Quasi-live nachlesen kann man über die Netnography heute bei…
Nicht nur Wissenschaftler sollten sich der Social Media Sphäre mehr durch teilnehmende Beobachtung annehmen. Selbst in der einschlägig beratenden Zunft habe ich teilweise schon mit Erstaunen ein gerüttelt Mass an praktischer Ignoranz kennengelernt.

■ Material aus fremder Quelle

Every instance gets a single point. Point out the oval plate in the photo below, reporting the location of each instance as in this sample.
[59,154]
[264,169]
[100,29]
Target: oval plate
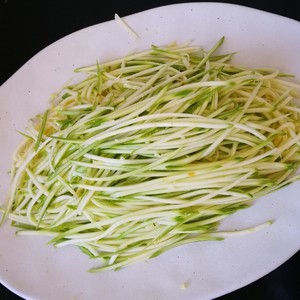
[32,269]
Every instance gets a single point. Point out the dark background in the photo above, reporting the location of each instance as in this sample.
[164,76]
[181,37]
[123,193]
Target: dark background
[28,26]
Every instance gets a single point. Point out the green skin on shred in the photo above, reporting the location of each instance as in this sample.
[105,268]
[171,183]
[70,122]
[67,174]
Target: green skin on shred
[152,151]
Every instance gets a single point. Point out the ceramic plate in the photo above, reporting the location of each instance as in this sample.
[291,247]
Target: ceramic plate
[34,270]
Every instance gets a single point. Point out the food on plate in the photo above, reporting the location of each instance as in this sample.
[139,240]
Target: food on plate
[151,151]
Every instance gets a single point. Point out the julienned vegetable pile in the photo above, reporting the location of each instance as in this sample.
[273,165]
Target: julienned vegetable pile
[152,151]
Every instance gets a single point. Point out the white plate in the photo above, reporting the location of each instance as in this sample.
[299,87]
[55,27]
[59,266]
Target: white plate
[34,270]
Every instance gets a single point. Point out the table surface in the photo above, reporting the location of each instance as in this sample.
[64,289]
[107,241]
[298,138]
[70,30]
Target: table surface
[26,27]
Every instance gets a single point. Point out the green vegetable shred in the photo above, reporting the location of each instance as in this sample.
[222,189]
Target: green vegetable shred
[152,151]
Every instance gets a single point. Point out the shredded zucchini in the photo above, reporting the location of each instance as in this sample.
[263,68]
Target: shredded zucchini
[152,151]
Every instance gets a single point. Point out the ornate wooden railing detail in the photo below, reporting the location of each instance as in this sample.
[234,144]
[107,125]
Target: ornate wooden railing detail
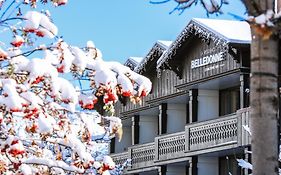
[244,137]
[201,137]
[120,158]
[170,146]
[143,155]
[212,133]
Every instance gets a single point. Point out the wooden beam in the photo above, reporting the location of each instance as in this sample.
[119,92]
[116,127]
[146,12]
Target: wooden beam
[162,119]
[112,145]
[135,129]
[193,170]
[244,90]
[193,105]
[162,170]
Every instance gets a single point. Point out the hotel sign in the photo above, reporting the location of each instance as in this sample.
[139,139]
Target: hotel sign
[206,60]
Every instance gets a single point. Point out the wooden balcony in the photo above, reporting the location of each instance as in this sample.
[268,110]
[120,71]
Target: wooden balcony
[198,138]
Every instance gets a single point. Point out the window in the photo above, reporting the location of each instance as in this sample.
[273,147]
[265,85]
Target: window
[229,165]
[229,100]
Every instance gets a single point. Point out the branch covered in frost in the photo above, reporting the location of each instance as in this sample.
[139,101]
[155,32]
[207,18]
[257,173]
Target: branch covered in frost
[211,6]
[57,109]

Gerade in einem – immer noch sehr neuen und hoch dynamischen Umfeld – führt an einer partizipativen Beobachtung kein Weg vorbei. Anders ist schlichtweg nicht zu erkennen, „was geht und was nicht geht“. Die gängigen Statistiken reichen hierfür bei weitem nicht aus! Wir haben genau diese Erfahrung auch mit unserem Corporate Blog (www.1stplan-blog.de) gemacht.
Es scheint, als hätte ich etwas versäumt. Leider habe ich die Netnography08 nicht besucht. Aber Dank Klaus‘ Blogg und Twitterei bin ich doch etwas auf dem Laufenden und begreife mehr und mehr die Vorzüge von Twitter.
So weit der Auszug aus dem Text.